Setelah beberapa hari perjalanan di atas kapal, akhirnya sang nakhoda melaporkan kepada Dama’ Bulan bahwa awak kapalnya telah melihat daratan. Pepohonan hijau mengangkang menyundul kabut dan awan, hitam kehijauan dari kejauhan. Mereka yakin, pulau yang terlihat itu adalah Hujung Tanah. Keagungan serta keangkeran pulau yang menjadi tujuan mereka itu.
Dama’ Bulan merasakan perasaan yang campur aduk. Ia adalah seorang pemimpin sekarang. Umurnya lima belas tahun, usia yang sudah dianggap dewasa di masa itu. Kegundahan sekaligus harapan saling bersaing untuk berada di garis paling depan. Sudah banyak korban nyawa, harta, bahkan perasaan yang tertinggal di belakang sana. Kini, dengan terlihatnya pulau Hujung Tanah, beban masa depan sungguh terasa di bahunya. Ia harus membawa keluarga dan masyarakatnya ke depan pintu gerbang harapan.
Pertama, ia harus membawa mereka semua untuk menghadap ke kerajaan Tanjung Nagara. Ini pun berarti, perjalanan panjang masih akan ia hadapi. Kedua, sesampainya di Tanjung Nagara, ia harus mampu memberikan tempat yang terbaik bagi warga kerajaan Songkhra, bukan sekadar memberikan nasib mereka kepada kerajaan yang meski memiliki hubungan di masa lalu dengan Songkhra, tetap saja merupakan sebuah kerajaan besar sendiri dan berdaulat. Ketiga, ia sendiri masih dihujani rasa tidak yakin atas kekuatan diri sendiri. Ia masih dihantui keraguan atas tanggung jawab yang diberikan kepadanya. Apakah ia cukup kuat dan tangguh dalam menghadapi hari-hari di depan sana.

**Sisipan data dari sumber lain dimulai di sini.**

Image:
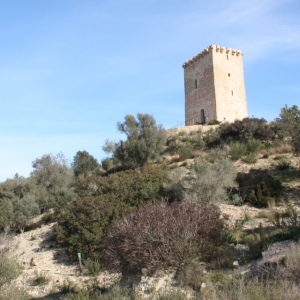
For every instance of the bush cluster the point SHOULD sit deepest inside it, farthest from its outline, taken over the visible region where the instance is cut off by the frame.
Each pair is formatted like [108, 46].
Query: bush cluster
[83, 224]
[259, 187]
[161, 235]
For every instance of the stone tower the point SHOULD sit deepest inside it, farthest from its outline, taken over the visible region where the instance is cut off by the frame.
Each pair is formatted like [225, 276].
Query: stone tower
[214, 86]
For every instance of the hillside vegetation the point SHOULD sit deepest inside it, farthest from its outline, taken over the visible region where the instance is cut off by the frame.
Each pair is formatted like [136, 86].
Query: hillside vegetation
[156, 204]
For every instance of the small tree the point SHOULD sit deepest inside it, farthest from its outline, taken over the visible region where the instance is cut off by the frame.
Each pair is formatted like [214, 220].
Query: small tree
[83, 163]
[52, 171]
[145, 141]
[24, 209]
[206, 181]
[290, 122]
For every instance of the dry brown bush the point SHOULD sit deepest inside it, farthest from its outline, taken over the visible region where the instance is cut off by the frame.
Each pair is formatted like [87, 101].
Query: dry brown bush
[163, 235]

Dama’ Bulan menghela nafas, kemudian memerintahkan sang nakhoda untuk mempersiapkan segala hal ketika sampai di tujuan.
Layar dikembangkan lebih lebar. Jung diperlaju dengan tambahan dayungan yang ketat. Angin memainkan pucuk kain ikat kepala Dama’ Bulan. Raut wajahnya mengeras dan sungguh-sungguh. Begitu juga dengan beberapa warga di geladak kapal yang juga sudah awas bahkan mereka akan segera sampai ke awal tujuan sebelum melanjutkan perjalanan lebih jauh ke kerajaan Tanjung Nagara.

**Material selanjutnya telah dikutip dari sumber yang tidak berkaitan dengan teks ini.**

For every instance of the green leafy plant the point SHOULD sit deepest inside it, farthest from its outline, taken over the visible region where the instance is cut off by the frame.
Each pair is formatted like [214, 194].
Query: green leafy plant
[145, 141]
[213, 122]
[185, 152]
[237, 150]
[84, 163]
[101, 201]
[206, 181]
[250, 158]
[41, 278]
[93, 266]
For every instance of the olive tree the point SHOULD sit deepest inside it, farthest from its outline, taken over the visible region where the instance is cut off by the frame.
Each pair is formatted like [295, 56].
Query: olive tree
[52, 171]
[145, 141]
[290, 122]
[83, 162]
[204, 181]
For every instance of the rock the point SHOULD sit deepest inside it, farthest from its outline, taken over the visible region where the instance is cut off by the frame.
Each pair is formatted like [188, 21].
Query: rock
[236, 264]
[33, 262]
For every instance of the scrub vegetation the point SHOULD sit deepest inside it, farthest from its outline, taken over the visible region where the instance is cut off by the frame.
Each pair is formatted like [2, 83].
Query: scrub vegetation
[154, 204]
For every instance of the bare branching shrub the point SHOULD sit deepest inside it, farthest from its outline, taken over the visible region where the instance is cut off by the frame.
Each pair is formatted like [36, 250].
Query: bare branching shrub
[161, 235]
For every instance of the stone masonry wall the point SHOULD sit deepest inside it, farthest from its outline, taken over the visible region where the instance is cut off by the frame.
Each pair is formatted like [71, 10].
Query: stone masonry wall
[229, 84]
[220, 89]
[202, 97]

Seharian penuh jung mereka berlayar, sampai akhirnya jejeran pepohonan besar yang rimbun bagai bulu-bulu punggung binatang raksasa yang tengkurap menyapa mereka. Perasaan takjub dan takzim atas tanah asing langsung saja menyerang setiap jiwa di atas geladak jung dari Songkhra itu, termasuk kemudian rasa gentar yang menyusul.
“Ampun, Tuanku, Paduka Raja. Patik hendak unjuk tanya. Harus kemanakah jung ini berlabuh?” sang nakhoda datang menghadap Dama’ Bulan lagi.